LOL... you can use a can of hair spray and lighter to start it also, but its a lot easier and safer to go to Home Depot or any other Hardware and pick up a cheap benzene torch.

20 bucks and you can solder too! Cheap at twice the price!

http://www.homedepot.com/p/Bernzomatic-PK1001KC-Plumber-s-Kit-330982/203368715?N=5yc1vZbqmd


----------



## bmudd14474

I use a heat gun. Works like a champ


----------



## daveomak

I use a small butane torch....  works good....


----------



## tropics

Small butane torch

Bed Bath & Beyond

http://www.bedbathandbeyond.com/store/s/butane-torch


----------



## bmudd14474

[VIDEO][/VIDEO]


----------



## phillip p smith

I fill mine, then take it in to the kitchen stove  (gas) and hold the burn end over the high flame till it is burning good. (with the vent a hood on)


----------



## addertooth

I light mine with a torch, keeping the torch on it for two minutes.  Then I blow on it for about two minutes, to get the coals underneath piping hot.  I let it flame for ten minutes; by this time half of the first row has been used.  I pull the pellet tray and pellet loader out of the MES 40 unit. 

<BeginWhine>

And then moan like a child whose balloon has popped, when it goes out 15 minutes later.  ;)
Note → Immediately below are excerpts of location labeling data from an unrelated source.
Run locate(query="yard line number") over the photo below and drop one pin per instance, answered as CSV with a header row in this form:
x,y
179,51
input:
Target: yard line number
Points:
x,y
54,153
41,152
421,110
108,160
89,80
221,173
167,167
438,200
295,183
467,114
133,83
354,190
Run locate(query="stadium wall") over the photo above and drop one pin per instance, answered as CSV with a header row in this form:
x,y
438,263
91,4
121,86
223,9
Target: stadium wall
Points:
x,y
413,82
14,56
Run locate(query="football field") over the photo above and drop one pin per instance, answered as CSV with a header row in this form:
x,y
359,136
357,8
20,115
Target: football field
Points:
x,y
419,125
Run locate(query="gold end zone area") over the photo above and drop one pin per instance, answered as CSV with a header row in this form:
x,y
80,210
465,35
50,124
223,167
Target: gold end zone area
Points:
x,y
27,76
I believe firemen need to carry a GIANT MES 40 around at all times.  When a fire call occurs, Plop it over the burning house.  Nothing kills all fire and smoke like a Gen II windowless MES 40.  It is so odd, it may actually involve the fusion of special relativity and fluid chaos math. 

<EndWhine>

I just bought all the parts for the mailbox mod 30 minutes ago, slapped it all together.  Doing a dry run right now, while my ribs are in the "foil two hours" stage. If it will keep burning for an hour straight in the mailbox, there may be hope for me.  If I can't get good smoke, I might as well bake them in the oven.


----------



## migraine

If you have a compressor, and a blow gun/nozzle, here's what I do, no hyper ventilating and getting dizzy

lower the pressure down to 1/2 to 1-2 psi until almost no air comes out of the nozzle.  You can use almost anything to light a few pellets.  Once they have a flame, just barely blow on them and after a minute or so, they begin to glow and a little longer, they will ignite(with flame).  It's all about getting a good red hot cherry.
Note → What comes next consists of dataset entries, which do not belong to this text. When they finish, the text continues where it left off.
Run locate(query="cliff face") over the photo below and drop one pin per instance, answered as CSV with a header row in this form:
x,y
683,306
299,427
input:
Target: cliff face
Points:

The reason I like doing it this way is that you can get a good cherry glowing underneath and still not create a huge flame that will ignite too many pellets. 
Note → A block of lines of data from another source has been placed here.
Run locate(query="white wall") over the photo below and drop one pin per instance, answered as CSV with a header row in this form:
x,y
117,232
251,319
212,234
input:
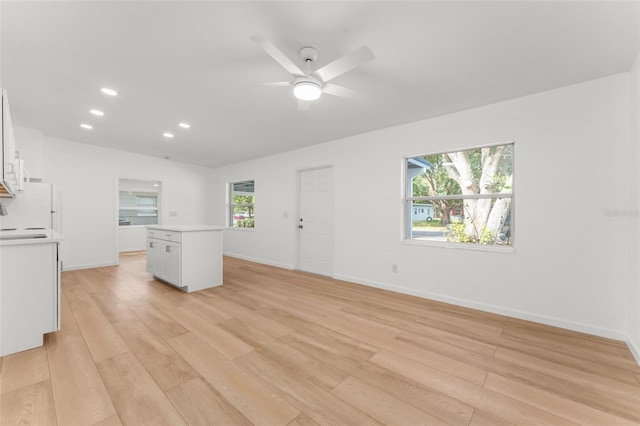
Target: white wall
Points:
x,y
88,179
633,298
30,145
570,267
 To prevent burning too much of a row of pellets, I cover the row with a block of wood and leave just the first 1-1 1/2" exposed.  Once lit, throw the block of wood in water.

comprende?

-Brian


----------



## gibsorz

Easiest way to light it,

Mix the first half inch or inch with gelled alcohol (like purell) light with standard bbq lighter, allow to burn for 10 minutes, blow out, and you are golden.


----------